Linette the shock last Pole standing at AO

Magda Linette is embracing her unlikely role as the last Pole standing at the Australian Open.

Having spent most of her career in the shadow of former Wimbledon finalist Agnieszka Radwanska - who cheered her on from the player's box on Monday - and then incumbent world No.1 Iga Swiatek, the 30-year-old has stepped belatedly into the limelight.

A three-set upset of No.4 seed Caroline Garcia lifted Linette into the quarter-finals of a grand slam for the first time, where she will face former world No.1 Karolina Pliskova on Wednesday.

Linette played important roles for Poland in last year's Billie Jean King Cup - including a win over Pliskova - and their run to the semi-finals at the United Cup earlier this month and has carried that form into the season's opening major.

The big shock is that she will not be joined in the last eight at Melbourne Park by title favourite Swiatek, who crashed out in the round of 16 to Wimbledon champ Elena Rybakina.

Poland's highest-ranked men's player, No.10 seed Hubert Hurkacz, also failed to advance from the fourth round.

"I just assumed that Iga would be here as well because she has been playing really well," said Linette.

"But I don't put extra pressure on myself about it."

In 29 previous major appearances, the unseeded Pole had never gone beyond the third round.

But the woman best known to local audiences for her win over Ash Barty at the 2021 French Open when the Australian was forced to withdrew mid-match with a hip injury never stopped believing.

"I wasn't that completely far away," said Linette.

"At Wimbledon I was quite close one year to get through to the second week when I was a break up in the third set against Paula (Badosa of Spain, the No.30 seed in 2021).

"At Roland Garros, I was a set up against Ons (Jabeur, the current world No.2).

"I've been in the third rounds so many times that I knew I'm capable.

"Then when I started beating players like Ash Barty and then Ons, that kind of gave me an extra kick that really showed me that I can really go far in those tournaments."

Her opponent on Wednesday will be fellow 30-year-old Pliskova, who has long carried the unofficial and unwanted tag of "best women's player yet to win a major".

Now ranked 31 in the world, Pliskova has made impressive progress to the quarters, dropping just 19 games in four straight-sets triumphs.

The Czech missed last year's Australian Open with a wrist injury but finished 2022 strongly, including a run to the quarters of the US Open.

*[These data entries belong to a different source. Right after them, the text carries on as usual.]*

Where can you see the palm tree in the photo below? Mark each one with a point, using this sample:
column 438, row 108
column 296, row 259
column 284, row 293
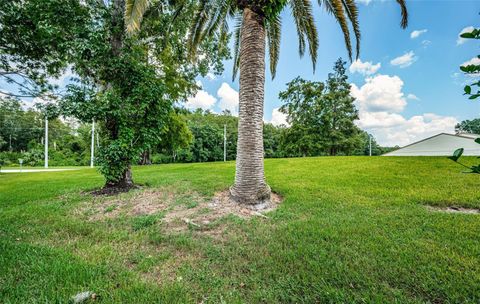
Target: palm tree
column 257, row 24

"The first rounds are not the best matches of the tournament," said Pliskova.

"The later you go, of course you're playing tougher opponents - no matter what ranking they are.

"Having the experience can help, but also I feel like there are so many young girls or girls who have never been here before and can play a bit more freely, without the pressure."

The winner will play either fifth-seeded Belarusian Aryna Sabalenka or unseeded Croatian Donna Vekic in Thursday's semis.